We have been marginalised as detached observers of a classic political theatre in which the protagonists of money power have overtaken and seduced the fundamentals of people's power in the words of Team Unity's leader. Our democratic ideals have become disfigured and obfuscated and used as pawns in the hands of local capitalists, political investors, financiers and the parasitic clique. Someone has to sound the alarm to stem the tide of this growing scourge of democracy and mount a sustained lobby to introduce campaign financing and campaign spending limits. A rescue mission must be undertaken to restore our democracy and insulate the exchequer from the clutches of capitalists financiers because he who pays the piper calls the tune and determines the political agenda.
In the recent election season the print and electronic media were used and abused to bombard, without let or hindrance, the innocent and unsuspecting electorate with a sustained array of expensive political advertisements from which one could not escape unscathed and unharmed. These adverts attained saturation point to the extent that they were, as borne out by the elections results, counter-productive, nerve wrackingly repetitive and eminently disrespectful of the intelligence of the electorate. Two parties were engaged in an overwhelming overkill and clash of their media armoury or what should be now be dubbed the Panday doctrine of overwhelming use of money.

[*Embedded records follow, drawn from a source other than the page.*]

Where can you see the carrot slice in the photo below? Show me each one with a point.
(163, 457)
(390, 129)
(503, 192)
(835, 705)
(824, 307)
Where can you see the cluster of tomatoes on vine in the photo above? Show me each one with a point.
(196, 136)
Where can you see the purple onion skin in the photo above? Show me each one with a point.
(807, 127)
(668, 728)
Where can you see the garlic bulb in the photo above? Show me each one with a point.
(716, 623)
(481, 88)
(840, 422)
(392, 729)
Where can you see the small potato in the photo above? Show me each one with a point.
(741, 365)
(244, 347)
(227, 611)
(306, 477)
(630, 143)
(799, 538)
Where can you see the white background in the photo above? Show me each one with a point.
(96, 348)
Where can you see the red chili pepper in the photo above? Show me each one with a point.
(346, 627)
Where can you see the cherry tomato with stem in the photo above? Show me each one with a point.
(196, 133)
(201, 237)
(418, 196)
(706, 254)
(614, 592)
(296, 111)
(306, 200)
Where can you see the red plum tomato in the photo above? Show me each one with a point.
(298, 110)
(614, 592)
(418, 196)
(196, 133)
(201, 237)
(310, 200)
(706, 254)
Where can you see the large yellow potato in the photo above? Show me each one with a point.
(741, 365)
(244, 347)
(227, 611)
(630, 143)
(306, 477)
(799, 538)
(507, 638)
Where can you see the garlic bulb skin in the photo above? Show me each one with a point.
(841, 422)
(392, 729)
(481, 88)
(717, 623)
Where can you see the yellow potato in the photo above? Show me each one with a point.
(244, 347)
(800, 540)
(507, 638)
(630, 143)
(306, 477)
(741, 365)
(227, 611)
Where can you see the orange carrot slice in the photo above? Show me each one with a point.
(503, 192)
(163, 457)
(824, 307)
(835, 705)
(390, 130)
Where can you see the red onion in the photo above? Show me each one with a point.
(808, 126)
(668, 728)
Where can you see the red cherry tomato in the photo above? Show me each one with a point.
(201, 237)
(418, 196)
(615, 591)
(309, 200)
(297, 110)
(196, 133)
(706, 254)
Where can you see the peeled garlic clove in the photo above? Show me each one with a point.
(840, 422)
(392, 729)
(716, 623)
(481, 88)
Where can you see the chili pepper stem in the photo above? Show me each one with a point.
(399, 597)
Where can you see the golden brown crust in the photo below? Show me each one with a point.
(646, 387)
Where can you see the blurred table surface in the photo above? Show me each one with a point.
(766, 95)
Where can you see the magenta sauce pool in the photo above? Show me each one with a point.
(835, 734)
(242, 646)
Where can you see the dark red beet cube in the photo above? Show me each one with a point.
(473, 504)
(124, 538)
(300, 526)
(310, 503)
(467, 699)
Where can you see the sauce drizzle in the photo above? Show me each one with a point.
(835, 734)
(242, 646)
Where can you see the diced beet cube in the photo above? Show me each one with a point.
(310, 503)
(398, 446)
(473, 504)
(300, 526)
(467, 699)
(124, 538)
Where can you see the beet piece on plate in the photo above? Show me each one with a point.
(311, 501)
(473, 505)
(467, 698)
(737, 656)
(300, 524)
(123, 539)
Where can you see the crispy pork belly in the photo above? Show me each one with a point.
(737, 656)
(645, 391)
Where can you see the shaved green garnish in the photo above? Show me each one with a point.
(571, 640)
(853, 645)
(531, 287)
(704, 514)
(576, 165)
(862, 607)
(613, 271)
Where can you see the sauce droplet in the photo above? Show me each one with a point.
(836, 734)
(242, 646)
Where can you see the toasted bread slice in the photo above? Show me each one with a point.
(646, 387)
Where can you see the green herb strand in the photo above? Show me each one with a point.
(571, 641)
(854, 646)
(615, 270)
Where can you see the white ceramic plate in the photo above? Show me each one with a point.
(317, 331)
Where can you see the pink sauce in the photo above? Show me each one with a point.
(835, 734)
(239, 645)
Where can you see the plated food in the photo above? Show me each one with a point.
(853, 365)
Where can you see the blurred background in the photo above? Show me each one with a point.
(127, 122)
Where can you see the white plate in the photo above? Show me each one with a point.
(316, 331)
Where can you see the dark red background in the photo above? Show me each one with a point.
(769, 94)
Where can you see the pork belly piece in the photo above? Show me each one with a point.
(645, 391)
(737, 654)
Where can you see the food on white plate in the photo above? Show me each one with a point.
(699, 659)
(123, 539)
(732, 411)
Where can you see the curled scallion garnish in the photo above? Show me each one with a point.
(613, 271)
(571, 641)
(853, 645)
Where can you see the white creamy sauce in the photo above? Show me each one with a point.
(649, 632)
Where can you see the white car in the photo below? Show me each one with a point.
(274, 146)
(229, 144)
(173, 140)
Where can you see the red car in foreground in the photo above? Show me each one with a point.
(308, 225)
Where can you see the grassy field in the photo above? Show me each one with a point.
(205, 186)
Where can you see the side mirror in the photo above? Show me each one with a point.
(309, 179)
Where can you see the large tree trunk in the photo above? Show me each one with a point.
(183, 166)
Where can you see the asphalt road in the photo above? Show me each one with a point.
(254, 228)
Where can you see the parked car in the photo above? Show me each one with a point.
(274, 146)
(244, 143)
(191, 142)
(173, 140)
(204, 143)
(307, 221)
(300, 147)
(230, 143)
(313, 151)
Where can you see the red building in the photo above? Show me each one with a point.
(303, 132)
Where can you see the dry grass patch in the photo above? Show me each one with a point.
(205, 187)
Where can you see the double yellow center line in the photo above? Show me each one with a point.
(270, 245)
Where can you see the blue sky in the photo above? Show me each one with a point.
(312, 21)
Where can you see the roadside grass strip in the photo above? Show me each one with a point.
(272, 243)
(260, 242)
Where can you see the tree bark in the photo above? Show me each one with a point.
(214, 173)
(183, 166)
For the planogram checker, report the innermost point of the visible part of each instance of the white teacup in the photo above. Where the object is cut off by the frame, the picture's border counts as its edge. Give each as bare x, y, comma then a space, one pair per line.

Surely the electorate in the future should have some recourse to the Media Complaints Council for being the victims of misleading political advertising. A Code of Conduct should be agreed to among the contenders. The only beneficiary of this media war was the coffers and traded values of shares in the media outfits since the five marginals, and most notably Tunapuna, decided the outcome of the elections and they should have been the victims of political advertising over-kill and not the tribal faithfuls.
The only ray of hope to dismantle the stranglehold and monopoly that the capitalist cabal has foisted and erected over our parliamentary composition- determination- process is the introduction of State funded elections campaign, spending limits and public disclosures of political contributions above $1,000.